His younger brother was only 2 years old when Jimmy Charles Bower was killed in Vietnam. This photograph, some medals and a few letters help paint a picture of the 22-year-old man who lived in Antioch before the war. courtesy of the Bower Family

“I was 2 years old when that happened. I never knew him,” Lee Bower says of his brother's death. “My mom would bring it up, but not very much.”

Jimmy Bower had been living with a sister in Antioch before he left for Vietnam, but he grew up in Abingdon, Virginia, and that's where a simple metal plaque marked with a cross on Bower's grave notes his service in the war.

If Bower's death lingered in Derer's memory, it certainly never left that of Bower's mother. When she died, Lee and Melissa inherited a box of Jimmy's letters from Vietnam.

“She had a little pair of his swim trunks from when he was little and had those in this box with his letters,” says Melissa Bower, the mother of a 28-year-old son. “That really just broke my heart.”

The Vietnam War was fought by young people in a foreign land so alien from the comfortable life of a college kid or young working man in the United States. A few years before he was drafted, Derer was a kid using his BB gun to shoot toy soldiers on the mounds of dirt in construction zones near his backyard.

Bower and Derer just happened to be thrown together in platoons working the same combat areas.
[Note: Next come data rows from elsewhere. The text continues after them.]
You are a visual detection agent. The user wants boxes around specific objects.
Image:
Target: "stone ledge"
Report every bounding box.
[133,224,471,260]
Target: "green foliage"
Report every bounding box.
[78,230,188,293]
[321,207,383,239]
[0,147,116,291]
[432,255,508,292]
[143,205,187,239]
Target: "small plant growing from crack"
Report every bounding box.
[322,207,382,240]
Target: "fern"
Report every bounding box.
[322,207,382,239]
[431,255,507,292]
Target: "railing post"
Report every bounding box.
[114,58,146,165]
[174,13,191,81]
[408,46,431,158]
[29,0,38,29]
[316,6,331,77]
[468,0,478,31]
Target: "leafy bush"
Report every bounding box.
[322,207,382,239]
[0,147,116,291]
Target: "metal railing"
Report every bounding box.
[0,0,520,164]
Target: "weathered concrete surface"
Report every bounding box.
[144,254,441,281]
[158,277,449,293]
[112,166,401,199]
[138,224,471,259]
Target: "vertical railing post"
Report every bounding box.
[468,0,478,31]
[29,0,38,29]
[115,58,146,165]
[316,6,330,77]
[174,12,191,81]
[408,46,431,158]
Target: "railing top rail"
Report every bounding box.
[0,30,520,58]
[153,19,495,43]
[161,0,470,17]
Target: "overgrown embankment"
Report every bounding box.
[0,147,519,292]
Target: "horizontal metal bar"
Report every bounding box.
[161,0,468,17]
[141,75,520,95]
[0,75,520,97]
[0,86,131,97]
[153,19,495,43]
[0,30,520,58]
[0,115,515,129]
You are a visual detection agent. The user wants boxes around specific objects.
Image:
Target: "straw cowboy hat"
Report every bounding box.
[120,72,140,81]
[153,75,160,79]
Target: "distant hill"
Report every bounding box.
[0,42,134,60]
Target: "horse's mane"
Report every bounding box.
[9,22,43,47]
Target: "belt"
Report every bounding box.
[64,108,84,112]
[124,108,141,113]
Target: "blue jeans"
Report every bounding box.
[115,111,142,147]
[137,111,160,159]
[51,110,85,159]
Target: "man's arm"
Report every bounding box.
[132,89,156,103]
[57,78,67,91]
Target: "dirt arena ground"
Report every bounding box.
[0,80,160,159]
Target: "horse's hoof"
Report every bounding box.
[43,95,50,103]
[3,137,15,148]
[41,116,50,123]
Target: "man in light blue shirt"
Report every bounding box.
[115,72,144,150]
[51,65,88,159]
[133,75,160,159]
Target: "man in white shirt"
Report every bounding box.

Most nights on patrol were like camping trips with buddies, Derer says, except for the possibility of sudden death.

Chuck Derer, seen above in 1968, wants people to know the story of Jimmy Charles Bower, who died in Vietnam at age 22. courtesy of Chuck Derer

“No enemy ever shot at me. I can't say that about our own people,” Derer says, explaining how “friendly fire” was always a concern in a dark, muddy jungle with no defined battle lines. “The danger was booby traps. That was the supreme danger.”

Knowing the risks, Derer and a fellow squad leader from Bower's platoon had a friendly rivalry to lead the way on the day a booby trap changed both their lives. “We had found grenade booby traps. One of our lieutenants lost a foot that day,” Derer says of the area where the two squad-leader sergeants boldly led the way. “You're young and stupid. Nothing more than that. Nothing less.”

Derer stepped over a hidden wire purely by chance, but the sergeant behind him tripped it.

“I went flying,” Derer says. “I still have shrapnel from it.”

Derer never saw the other sergeant again, “but he's not on The Wall,” he says.

After stays in hospitals in Vietnam, Japan and Tennessee, Derer was honorably discharged on May 5, 1969. He and his wife, Penny, have a 31-year-old daughter, Sarah. He produces a very popular YouTube channel called RideswithChuck that includes videos about classic cars, tractors, trucks and even World War II aircraft.

Derer had a rich and rewarding life after Vietnam. Bower did not. “My letter is a snapshot of that time, simple and direct,” Derer says. “I can't say I'm glad I served. I can't say I'm sad to have served. I'm glad I survived.”